A lovely thing happened to me last night and today: I've only just now realized how lovely, seeing part of its printed-out results. When my excellent poet colleague (who is away this year) came to town a couple of weeks ago, I wrote her a tiny poem. Yesterday, she sent me a poem she'd written for me (a response to "The Night Deer," which you may recall from June). Last night, I sent her another tiny poem I'd written, this time for myself, about the same bird who was in the first poem I'd sent her. And this morning I returned from my first class to find several pages of notes and suggestions--of reading--all in response to my little pseudosonnet, which is (as her labor over it lets me know she knows) no little thing for me at all, not in a week like this, not in a semester like this, not in a life like this.

And so the seven pages I've now pulled from the printer are a new nest: a poem speaking to a poem speaking to a poet speaking to one who wants to believe herself a poet but who still looks over her shoulder in the tiniest way when the name is offered to her, when she gets grouped in, included. "Where did all that come from?" my excellent poet colleague asks at the end of her message. "Homage; company." Company? Really? And yet I know well enough that I only write seriously to work I take seriously. I flush with pleasure, and gratitude, and I realize how much I miss her, all at once.

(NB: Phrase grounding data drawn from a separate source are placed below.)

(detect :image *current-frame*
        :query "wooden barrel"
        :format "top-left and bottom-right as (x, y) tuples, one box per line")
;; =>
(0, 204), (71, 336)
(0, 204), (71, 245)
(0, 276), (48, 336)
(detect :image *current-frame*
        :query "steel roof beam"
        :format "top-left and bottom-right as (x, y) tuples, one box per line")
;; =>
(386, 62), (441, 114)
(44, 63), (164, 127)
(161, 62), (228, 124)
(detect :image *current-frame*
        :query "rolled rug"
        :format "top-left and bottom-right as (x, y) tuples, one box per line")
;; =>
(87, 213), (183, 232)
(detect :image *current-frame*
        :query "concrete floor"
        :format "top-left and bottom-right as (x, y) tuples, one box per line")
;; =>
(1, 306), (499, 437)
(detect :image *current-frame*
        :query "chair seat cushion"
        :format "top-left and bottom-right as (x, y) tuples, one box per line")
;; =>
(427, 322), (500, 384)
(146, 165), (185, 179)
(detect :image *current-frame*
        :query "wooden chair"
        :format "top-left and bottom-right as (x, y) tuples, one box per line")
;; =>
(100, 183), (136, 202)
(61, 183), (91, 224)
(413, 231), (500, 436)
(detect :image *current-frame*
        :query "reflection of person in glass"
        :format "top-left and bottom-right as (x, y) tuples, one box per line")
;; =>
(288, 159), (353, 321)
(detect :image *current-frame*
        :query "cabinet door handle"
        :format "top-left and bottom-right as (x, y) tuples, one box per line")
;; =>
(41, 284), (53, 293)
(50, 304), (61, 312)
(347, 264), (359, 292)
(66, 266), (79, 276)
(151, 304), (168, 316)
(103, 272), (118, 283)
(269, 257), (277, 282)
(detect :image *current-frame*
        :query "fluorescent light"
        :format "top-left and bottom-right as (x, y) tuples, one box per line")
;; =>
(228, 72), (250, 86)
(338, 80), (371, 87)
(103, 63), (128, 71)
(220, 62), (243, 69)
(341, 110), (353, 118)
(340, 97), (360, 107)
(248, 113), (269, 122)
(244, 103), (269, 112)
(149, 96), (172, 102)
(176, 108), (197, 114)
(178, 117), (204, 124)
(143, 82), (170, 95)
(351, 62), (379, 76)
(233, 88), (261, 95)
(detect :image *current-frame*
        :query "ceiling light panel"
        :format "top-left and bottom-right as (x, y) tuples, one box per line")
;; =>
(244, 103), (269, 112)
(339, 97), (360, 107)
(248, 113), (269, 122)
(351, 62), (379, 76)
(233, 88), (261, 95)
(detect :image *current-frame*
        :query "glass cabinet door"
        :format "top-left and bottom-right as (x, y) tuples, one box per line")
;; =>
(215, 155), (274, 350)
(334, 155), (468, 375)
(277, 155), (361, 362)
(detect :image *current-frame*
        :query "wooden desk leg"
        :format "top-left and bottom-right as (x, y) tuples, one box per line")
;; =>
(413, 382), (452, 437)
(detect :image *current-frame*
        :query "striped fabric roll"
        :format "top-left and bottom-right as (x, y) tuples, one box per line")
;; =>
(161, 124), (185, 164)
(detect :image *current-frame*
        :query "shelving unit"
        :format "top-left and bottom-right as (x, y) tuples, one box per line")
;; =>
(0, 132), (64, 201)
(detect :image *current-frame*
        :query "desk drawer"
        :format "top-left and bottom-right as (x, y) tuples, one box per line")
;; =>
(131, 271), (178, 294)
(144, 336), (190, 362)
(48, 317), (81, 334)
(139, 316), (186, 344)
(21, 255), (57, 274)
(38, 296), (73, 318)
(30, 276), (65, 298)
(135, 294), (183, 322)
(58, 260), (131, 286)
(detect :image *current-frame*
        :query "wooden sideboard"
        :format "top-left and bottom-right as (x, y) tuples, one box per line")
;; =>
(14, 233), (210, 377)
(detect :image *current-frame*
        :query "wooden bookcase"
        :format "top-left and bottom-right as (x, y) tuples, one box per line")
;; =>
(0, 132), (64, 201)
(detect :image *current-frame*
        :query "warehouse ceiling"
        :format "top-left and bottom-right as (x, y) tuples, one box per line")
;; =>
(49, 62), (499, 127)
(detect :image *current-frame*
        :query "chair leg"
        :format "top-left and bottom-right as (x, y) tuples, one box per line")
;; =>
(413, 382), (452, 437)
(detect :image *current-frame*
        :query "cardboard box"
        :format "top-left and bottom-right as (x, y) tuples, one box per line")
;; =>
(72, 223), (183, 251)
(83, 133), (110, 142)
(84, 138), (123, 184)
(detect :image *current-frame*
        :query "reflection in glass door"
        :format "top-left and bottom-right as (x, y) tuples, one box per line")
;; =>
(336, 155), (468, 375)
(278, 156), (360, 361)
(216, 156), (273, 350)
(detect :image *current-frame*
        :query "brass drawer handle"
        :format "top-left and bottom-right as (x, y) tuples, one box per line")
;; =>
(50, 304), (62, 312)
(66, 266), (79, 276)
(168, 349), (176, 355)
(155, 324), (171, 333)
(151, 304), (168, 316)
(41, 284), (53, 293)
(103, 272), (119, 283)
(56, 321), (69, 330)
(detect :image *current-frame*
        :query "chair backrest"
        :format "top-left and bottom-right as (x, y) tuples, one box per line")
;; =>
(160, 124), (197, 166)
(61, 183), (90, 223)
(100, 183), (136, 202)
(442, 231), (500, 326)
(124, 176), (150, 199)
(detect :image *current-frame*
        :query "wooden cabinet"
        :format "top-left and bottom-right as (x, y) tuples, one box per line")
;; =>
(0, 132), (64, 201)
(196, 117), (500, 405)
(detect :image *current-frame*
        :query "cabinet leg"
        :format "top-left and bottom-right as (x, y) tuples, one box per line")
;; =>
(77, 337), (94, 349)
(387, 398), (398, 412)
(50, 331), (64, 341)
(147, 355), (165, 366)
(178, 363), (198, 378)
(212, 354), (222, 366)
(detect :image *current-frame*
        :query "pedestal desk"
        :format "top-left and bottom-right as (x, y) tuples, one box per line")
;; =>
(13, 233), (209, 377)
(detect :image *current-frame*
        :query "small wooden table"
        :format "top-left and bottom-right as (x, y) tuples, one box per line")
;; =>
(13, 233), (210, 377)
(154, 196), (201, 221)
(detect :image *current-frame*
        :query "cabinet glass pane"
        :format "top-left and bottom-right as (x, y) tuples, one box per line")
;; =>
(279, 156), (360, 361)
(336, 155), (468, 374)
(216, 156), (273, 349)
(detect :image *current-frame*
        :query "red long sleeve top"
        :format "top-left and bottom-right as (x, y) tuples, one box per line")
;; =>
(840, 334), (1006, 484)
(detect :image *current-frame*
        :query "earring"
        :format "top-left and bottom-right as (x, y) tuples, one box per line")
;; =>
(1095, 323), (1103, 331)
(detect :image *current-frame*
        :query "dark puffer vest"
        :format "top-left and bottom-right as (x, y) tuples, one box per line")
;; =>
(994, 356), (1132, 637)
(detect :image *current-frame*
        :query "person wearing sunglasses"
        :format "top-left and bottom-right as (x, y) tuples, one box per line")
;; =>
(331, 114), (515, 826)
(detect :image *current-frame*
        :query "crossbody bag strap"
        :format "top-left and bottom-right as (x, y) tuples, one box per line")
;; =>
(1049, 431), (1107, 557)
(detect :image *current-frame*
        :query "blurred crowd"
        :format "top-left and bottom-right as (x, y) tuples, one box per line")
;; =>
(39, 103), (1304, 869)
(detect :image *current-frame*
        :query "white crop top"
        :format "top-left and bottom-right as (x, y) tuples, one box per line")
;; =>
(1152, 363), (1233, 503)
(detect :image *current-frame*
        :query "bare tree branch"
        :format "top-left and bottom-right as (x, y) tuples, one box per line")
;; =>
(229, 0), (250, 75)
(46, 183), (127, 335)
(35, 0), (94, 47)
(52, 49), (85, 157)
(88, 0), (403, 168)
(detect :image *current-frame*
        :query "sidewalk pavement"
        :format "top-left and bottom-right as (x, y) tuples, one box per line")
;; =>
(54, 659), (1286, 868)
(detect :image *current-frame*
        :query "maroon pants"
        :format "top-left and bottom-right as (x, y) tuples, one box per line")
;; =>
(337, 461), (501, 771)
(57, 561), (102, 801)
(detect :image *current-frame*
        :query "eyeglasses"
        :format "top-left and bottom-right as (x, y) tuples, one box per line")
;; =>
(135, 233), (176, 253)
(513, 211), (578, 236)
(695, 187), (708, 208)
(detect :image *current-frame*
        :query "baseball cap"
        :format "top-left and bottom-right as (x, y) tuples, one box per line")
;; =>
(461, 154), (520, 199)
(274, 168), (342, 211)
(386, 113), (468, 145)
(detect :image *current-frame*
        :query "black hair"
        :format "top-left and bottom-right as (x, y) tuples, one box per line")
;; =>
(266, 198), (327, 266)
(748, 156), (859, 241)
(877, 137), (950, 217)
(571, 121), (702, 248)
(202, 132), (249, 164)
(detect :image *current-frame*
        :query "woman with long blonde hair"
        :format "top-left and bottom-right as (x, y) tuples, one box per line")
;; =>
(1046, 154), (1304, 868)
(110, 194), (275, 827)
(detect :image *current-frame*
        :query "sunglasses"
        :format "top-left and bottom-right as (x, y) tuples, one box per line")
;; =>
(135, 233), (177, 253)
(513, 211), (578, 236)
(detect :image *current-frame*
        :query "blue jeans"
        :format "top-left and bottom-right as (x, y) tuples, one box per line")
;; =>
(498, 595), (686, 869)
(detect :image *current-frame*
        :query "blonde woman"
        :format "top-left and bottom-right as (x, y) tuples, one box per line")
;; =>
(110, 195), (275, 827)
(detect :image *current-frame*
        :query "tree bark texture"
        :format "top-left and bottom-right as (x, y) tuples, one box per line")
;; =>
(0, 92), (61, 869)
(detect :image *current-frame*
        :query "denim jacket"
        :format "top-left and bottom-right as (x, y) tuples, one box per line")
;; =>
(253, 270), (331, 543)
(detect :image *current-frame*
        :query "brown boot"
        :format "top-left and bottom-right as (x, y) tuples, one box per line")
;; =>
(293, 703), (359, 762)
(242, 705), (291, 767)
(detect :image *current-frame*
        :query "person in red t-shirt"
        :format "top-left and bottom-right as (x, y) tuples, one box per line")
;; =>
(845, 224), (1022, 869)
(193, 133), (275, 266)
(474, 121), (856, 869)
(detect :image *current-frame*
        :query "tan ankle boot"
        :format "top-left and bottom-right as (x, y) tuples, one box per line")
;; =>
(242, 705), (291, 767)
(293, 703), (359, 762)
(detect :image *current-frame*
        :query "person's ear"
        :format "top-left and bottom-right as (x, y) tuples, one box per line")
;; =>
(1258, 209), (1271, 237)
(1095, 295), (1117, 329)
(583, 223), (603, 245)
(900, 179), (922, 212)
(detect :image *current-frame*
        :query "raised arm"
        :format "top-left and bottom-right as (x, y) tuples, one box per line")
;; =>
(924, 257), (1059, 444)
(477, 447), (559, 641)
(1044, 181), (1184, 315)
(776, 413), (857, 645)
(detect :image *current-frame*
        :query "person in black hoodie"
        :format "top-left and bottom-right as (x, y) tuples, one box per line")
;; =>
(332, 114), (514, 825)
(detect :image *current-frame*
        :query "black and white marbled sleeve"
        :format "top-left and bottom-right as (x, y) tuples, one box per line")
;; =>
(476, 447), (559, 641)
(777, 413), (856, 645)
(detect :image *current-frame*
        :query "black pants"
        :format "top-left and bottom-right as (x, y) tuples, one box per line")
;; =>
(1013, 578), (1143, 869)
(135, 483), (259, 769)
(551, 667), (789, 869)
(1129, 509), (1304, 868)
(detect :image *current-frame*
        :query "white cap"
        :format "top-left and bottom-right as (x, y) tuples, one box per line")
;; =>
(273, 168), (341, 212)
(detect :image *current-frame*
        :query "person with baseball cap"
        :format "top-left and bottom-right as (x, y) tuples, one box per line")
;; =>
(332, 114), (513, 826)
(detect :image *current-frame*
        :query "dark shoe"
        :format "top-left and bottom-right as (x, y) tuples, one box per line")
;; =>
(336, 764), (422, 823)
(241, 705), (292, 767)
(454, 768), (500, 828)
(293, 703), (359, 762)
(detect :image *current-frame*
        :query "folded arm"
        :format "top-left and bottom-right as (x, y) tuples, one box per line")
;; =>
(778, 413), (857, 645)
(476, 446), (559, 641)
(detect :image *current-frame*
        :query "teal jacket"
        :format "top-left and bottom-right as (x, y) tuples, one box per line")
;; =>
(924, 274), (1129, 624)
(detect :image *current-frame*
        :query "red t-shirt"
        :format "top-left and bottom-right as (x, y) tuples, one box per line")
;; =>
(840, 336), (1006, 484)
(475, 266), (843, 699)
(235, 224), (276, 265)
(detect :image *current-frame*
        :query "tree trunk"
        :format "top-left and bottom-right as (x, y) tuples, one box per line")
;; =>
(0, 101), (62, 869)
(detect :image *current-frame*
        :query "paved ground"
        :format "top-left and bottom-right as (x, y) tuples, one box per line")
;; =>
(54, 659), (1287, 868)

And what's more, she wasn't the only person to engage with that same little poem; my young poet friend, off writing his own adventures, helped me wrestle some of the clunkinesses and placeholders out last night even before I sent the poem off to my colleague. I had sent him the poem almost apologetically: it is so small a thing, just a sketch, line 5 does nothing. He sent it back full of provocations and requests for more. It seems I'm not alone in thinking that maybe there's something here to stoke; these recognitions are the beacon lights of these waiting days.

"You're coming out as a poet, you know," said another poet friend earlier in the semester. "That's what this is all about."

He was right: that is what this is all about. Sometimes I misread. Sometimes I think a blue sky is just blue, when instead it's night and I've been called to constellate.

Have I told you yet how much I'm scheming for new eyes? And how much grander will be my mode, come January? We're nearly at the bottom of the year. Just you wait for the turnaround.